J’aime cette lettre car, au-delà des méandres d’une polémique, elle place en exergue l’amitié, une amitié exigeante comme toute authentique amitié. Cette lettre et cette amitié tumultueuse me posent bien des questions. Une certaine irritation m’évoque certaines histoires de familles, histoires dont on ne sort jamais, histoires aussi dramatiques que risibles dans lesquelles nous nous débattons tous, Juifs, Chrétiens et Musulmans. Car le Premier Testament, le Deuxième Testament et le Coran mettent en scène des histoires de familles qui sont l’histoire de l’humanité. Et par histoires de familles, je ne sous-entends rien de péjoratif. Ces histoires forment un socle. On ne sort jamais vraiment des histoires de familles qui constituent, à bien y regarder, l’A et l’Ω de notre univers mental. Et loin de moi l’envie de m’en remettre au docteur Freud et à la déesse Psychanalyse. J’envisage la Bible et l’Iliade avec cette hauteur de vue à laquelle nous invite Rachel Bespaloff.
Quelque chose dans le christianisme m’attire autant qu’il me repousse, quelque chose qui contribue pour l’essentiel à sa singularité et à sa beauté ‒ je le dis sans le moindre esprit de prosélytisme. J’ai mis du temps à comprendre ce qui me dérangeait ainsi. La clé m’a été donnée au hasard d’une lecture, un livre de Jorge Luis Borges, “Siete noches”, un recueil de sept textes. La clé était déposée au quatrième texte, “El budismo”. Je vais y revenir.
Mais tout d’abord. Lorsqu’au Vietnam, sur la route de Dalat, des statues de Bouddha, de la Vierge Marie ou de Jésus, nombreuses, apparurent côte-à-côte sur des balcons ou devant des maisons, dans des jardins, je sus que ce n’était pas le catholicisme (les catholiques représentent environ 10 % de la population du pays, et sont essentiellement présents dans le Sud du pays) qui accueillait le bouddhisme mais bien le bouddhisme qui accueillait le catholicisme.
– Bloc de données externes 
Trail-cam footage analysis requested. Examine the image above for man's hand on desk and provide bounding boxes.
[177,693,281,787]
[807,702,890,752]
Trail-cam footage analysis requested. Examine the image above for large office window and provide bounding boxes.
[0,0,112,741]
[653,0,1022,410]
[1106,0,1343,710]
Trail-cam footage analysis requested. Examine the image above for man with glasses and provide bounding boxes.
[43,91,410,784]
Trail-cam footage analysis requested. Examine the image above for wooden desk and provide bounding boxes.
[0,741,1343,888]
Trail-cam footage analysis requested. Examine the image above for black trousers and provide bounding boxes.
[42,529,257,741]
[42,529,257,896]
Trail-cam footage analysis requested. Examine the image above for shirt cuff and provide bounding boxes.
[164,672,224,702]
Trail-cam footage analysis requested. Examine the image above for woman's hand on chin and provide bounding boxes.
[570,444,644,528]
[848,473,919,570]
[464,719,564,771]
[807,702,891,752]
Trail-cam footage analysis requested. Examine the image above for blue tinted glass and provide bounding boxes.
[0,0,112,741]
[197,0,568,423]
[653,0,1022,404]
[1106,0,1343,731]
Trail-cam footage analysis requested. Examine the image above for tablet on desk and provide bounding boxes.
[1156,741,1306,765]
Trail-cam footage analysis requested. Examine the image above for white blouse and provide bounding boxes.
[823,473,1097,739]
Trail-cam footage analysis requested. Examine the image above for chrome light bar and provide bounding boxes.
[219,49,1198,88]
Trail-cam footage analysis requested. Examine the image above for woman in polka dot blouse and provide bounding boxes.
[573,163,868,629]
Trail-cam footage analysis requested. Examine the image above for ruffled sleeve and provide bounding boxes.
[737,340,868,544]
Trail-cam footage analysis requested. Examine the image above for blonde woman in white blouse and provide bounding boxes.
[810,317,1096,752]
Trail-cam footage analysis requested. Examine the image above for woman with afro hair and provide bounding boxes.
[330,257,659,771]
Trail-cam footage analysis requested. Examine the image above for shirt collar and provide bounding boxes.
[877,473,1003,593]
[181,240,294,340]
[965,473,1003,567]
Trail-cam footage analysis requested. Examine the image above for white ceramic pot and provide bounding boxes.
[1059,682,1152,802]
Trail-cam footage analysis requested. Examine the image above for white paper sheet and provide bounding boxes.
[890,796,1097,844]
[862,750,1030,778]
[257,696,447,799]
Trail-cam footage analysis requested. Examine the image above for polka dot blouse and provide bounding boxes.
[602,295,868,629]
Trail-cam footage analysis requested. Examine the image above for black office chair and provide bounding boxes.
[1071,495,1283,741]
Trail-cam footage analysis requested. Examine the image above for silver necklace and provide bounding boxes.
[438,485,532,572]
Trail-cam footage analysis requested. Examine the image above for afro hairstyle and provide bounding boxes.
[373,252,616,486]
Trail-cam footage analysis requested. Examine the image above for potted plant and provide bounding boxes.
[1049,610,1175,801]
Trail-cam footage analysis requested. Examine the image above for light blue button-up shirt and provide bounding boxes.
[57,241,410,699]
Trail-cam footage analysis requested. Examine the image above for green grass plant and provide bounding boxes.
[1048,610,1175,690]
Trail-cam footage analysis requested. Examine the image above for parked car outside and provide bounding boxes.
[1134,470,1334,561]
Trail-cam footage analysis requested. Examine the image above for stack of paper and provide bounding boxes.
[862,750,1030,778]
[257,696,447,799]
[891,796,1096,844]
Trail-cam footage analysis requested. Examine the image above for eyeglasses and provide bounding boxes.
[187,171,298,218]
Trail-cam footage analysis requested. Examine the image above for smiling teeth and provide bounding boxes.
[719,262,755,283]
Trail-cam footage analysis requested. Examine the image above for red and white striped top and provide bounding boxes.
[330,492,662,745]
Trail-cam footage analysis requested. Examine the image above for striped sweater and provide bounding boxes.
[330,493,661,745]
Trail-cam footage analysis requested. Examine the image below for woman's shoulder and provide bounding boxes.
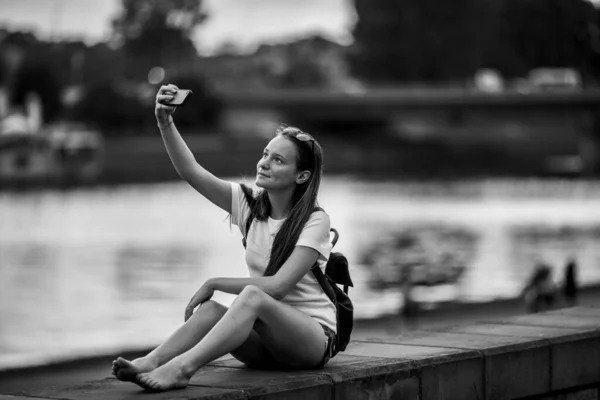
[306,208,331,229]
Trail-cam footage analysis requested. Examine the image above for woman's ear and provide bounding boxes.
[296,171,310,185]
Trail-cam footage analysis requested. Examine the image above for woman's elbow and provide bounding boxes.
[263,284,288,300]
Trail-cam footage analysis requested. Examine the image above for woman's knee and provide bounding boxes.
[194,300,227,318]
[236,285,269,309]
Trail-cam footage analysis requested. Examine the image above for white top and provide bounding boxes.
[231,182,337,332]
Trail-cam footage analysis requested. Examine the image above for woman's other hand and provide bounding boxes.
[154,84,179,126]
[184,282,215,321]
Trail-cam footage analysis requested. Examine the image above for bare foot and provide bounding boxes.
[135,361,191,392]
[112,357,157,382]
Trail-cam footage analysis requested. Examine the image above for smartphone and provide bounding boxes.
[163,89,193,107]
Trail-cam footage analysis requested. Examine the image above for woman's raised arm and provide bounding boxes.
[154,85,231,213]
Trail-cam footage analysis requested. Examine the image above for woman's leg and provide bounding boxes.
[112,300,227,381]
[136,286,326,390]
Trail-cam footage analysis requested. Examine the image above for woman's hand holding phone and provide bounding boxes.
[154,84,179,126]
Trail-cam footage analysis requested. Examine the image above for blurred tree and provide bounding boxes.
[10,52,62,122]
[350,0,491,83]
[0,31,62,122]
[484,0,599,77]
[112,0,206,80]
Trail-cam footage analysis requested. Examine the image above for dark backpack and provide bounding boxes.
[242,214,354,357]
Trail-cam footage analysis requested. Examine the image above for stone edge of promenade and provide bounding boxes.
[0,307,600,400]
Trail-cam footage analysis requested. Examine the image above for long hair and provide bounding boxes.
[242,124,323,276]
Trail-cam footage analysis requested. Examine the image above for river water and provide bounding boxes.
[0,177,600,369]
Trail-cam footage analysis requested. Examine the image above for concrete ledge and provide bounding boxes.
[0,307,600,400]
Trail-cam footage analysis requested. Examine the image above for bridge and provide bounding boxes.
[221,89,600,174]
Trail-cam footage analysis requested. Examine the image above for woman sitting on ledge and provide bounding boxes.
[112,85,336,390]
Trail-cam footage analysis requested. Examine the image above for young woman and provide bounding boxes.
[112,85,336,390]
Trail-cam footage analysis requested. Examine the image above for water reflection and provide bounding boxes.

J’insiste, cet article ne se veut en rien polémique ; les religions me fascinent. Elles ont façonné le monde, pour le meilleur et pour le pire, c’est ainsi. Et elles ne sont jamais aussi présentes que lorsqu’elles semblent s’effacer. Elles sont un élément essentiel du substrat sur lequel nous appuyions nos pas autant que de l’air que nous respirons. C’est ainsi, que nous le déplorions ou non.
Mais j’en reviens à cette clé, à ces mots de Jorge Luis Borges qui ont agi sur moi comme une révélation. Lorsque Bouddha meurt, entouré de ses disciples qui se demandent ce qu’ils vont devenir sans lui :
“Il leur confie qu’il n’est qu’un homme comme eux, aussi irréel et mortel ; mais il leur laisse sa Loi. Nous avons là une grande différence avec le Christ. Il me semble que Jésus dit à ses disciples que si deux d’entre eux se retrouvent, il sera le troisième. Bouddha quant à lui leur dit : je vous laisse ma Loi. Il a mis en mouvement la roue de la Loi dès le premier sermon.” (1)
Je ne puis en la circonstance cacher ce qui me tourmente : cette présence très physique de Jésus-Christ est dérangeante avec cette construction théologique où le Christ est la Tête de l’Église et où l’Église est le Corps du Christ ‒ voir saint Paul. Cette vision qui peut être envisagée à divers degrés porte en elle, latente, une extraordinaire violence. Elle inspira notamment à Simone Weil ce texte terrifiant : “Israël et les Gentils” (dans “Pensées sans ordre concernant l’amour de Dieu”).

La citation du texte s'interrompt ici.